Though Conlon warned that part of the master class might resemble a session with a dentist’s drill, this was not at all like Terrence McNally’s play Master Class. Conlon is exacting in his advice, but he frames it all gently and with jokes (“Ahime means oy vey in Italian”; “There are lots of ways to sing piano, most of them bad”; “I’m going to have the singer demonstrate this phrase two ways, and you, the audience, get to vote on one which you like better: we’re all so disappointed that it’s Thursday, and we have nothing to vote for”). If you had been in attendance at Conlon’s master class, some of the stuff you would have learned for FREE included the explanation that singing softer isn’t all about decibels, it’s also an illusion that can be created by thinking a dimuendo. Other things you could learn in two hours with Conlon: the difference between the pronunciation of double consonants and single consonants in Italian, how not to “smash” Italian consonants the way we do in English, how to sing a recitative neither too fast nor too slow, to have the courage to sing it slowly enough to find the necessary character.
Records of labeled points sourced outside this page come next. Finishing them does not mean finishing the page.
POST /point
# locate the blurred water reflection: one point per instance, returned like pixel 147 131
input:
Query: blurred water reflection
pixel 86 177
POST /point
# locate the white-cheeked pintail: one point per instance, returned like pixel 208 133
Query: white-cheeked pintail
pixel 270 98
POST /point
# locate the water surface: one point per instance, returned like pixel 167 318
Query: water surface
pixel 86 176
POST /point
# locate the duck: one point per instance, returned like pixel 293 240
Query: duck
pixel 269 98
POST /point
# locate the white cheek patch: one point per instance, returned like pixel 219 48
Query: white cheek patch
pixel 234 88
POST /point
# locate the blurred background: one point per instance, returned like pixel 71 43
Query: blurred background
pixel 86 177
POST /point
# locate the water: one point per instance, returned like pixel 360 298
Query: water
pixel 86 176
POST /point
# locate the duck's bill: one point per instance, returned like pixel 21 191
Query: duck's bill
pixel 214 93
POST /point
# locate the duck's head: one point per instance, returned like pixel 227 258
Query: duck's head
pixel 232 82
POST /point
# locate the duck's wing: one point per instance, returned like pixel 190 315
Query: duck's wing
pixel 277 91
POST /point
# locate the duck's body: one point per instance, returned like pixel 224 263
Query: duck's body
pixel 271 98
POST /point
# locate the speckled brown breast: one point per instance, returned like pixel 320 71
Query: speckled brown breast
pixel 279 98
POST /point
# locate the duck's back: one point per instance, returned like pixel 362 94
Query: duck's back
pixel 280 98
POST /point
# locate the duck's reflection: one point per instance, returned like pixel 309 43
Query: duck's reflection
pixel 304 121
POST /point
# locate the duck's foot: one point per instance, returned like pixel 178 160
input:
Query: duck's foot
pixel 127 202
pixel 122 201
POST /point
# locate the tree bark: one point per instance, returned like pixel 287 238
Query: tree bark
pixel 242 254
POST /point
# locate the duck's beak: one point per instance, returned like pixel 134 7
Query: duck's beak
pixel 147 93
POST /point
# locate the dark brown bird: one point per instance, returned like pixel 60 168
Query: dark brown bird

The singers and pianist stopped and started frequently, rehearsing specific points, and sometimes Conlon stopped the music altogether and had the pianist demonstrate certain musical points as if the audience was part of a music history class—he seemed to particularly enjoy all of Falstaff‘s embedded references to previous Verdi works like Trovatore and the Requiem.
The other thing one is reminded of at master classes like this is how much work it is for a singer to get from one level to the next—these singers were all already singing at a very advanced level, after all. But fortunately for New Yorkers who are paying attention, these and other developing musicians can be heard around the city, if you just know where to look. And with a four-year education at many universities now at or approaching $200,000, it’s great to really learn something at no charge.